Hedgey Finance, a platform in the token infrastructure sector, recently fell victim to two simultaneous exploits resulting in a staggering $44.7 million worth of lost funds.
The first exploit targeted Hedgey on the Arbitrum network, where over $42.8 million worth of Arbitrum (ARB) tokens were compromised, as reported by on-chain security firm Cyvers in an April 19 X post. The attacker proceeded to deposit a portion of the stolen funds into the Bybit cryptocurrency exchange.
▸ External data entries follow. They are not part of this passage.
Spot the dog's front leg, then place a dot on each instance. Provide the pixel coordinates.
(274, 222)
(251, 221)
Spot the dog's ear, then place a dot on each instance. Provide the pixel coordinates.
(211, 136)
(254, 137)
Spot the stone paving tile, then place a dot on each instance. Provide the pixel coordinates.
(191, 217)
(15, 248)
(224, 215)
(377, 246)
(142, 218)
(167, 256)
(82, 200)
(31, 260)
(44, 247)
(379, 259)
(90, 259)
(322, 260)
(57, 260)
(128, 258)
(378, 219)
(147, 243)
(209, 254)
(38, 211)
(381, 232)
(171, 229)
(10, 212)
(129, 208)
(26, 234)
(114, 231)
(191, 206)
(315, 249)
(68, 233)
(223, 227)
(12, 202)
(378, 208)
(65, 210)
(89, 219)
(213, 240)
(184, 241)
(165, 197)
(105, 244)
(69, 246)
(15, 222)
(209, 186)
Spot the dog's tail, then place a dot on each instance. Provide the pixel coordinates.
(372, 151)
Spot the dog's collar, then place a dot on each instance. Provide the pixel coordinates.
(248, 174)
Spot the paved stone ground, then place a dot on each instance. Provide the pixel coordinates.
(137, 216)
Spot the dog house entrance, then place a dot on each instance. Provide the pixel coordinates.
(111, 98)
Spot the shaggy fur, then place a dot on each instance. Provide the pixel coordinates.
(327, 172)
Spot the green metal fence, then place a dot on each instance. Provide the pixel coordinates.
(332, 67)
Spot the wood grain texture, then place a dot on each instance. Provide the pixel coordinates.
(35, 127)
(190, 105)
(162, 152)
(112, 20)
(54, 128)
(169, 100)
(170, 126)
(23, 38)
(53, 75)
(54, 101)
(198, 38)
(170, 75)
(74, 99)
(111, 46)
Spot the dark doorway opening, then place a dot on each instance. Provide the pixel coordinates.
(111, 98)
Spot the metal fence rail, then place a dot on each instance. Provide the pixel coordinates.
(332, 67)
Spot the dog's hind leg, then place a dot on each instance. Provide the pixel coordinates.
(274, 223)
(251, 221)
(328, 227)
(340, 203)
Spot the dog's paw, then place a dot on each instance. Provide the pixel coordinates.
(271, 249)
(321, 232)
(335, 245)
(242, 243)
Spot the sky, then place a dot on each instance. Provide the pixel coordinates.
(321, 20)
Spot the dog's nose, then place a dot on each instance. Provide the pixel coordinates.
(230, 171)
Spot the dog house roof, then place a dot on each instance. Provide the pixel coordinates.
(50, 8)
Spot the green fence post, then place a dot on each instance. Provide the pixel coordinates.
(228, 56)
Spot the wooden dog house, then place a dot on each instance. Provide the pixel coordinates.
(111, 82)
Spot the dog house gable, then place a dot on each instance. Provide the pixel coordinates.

More exploit at 👇 pic.twitter.com/WguQ6pWhs9
— 🚨 Cyvers Alerts 🚨 (@CyversAlerts) April 19, 2024
In a separate incident, Hedgey protocol was hacked for $1.9 million worth of cryptocurrency on the Ethereum network, according to an alert from Cyvers.
🚨UPDATE🚨@hedgeyfinance has experienced security breach with their Hedgey Token Claim Contract!
Total loss is around $1.9M. Attacker is funded by @ChangeNOW_io.
All stolen funds are swapped to $DAI and transferred to an EOA at https://t.co/MT78LFSQ7G
We urge all users to… https://t.co/hwuBjTiebp
— 🚨 Cyvers Alerts 🚨 (@CyversAlerts) April 19, 2024
Confirming the exploits, Hedgey protocol in an April 19 X post stated that it is actively collaborating with auditors to investigate the underlying vulnerability contributing to the ongoing attack.
Security Alert: We're investigating an attack on the Hedgey Token Claim Contract. If you have created active claims, please cancel them using the "End Token Claim" button at https://t.co/Tt7Aq0n2dh.
We are are actively working with our auditors and team to understand the attack…
— Hedgey 🦔 (@hedgeyfinance) April 19, 2024
Following Hedgey’s confirmation, fraudulent accounts impersonating the protocol began disseminating potentially malicious links within the thread. These accounts urged users to request refunds or revoke smart contract approvals, redirecting them to suspicious links unrelated to Hedgey protocol.
The timing of the exploit is noteworthy, occurring just hours before the highly anticipated Bitcoin halving event, which halves block issuance rewards.
The Hack3d report by CertiK, an on-chain security firm, revealed that the first quarter of 2024 witnessed 223 hacks and exploits amounting to over $502 million in stolen digital assets. This marks a 54% increase compared to the same period in 2023, during which $326 million worth of funds were stolen. Notably, January saw the highest amount of stolen crypto at over $193 million across 78 on-chain incidents.
Compromised private keys remained the predominant attack vector, resulting in over $239 million lost across 26 incidents. However, these exploits accounted for only 11.7% of all security incidents, according to CertiK’s findings.
On a positive note, approximately $77.9 million worth of stolen funds were successfully recovered in the first quarter, with a significant portion attributed to the Munchables security incident.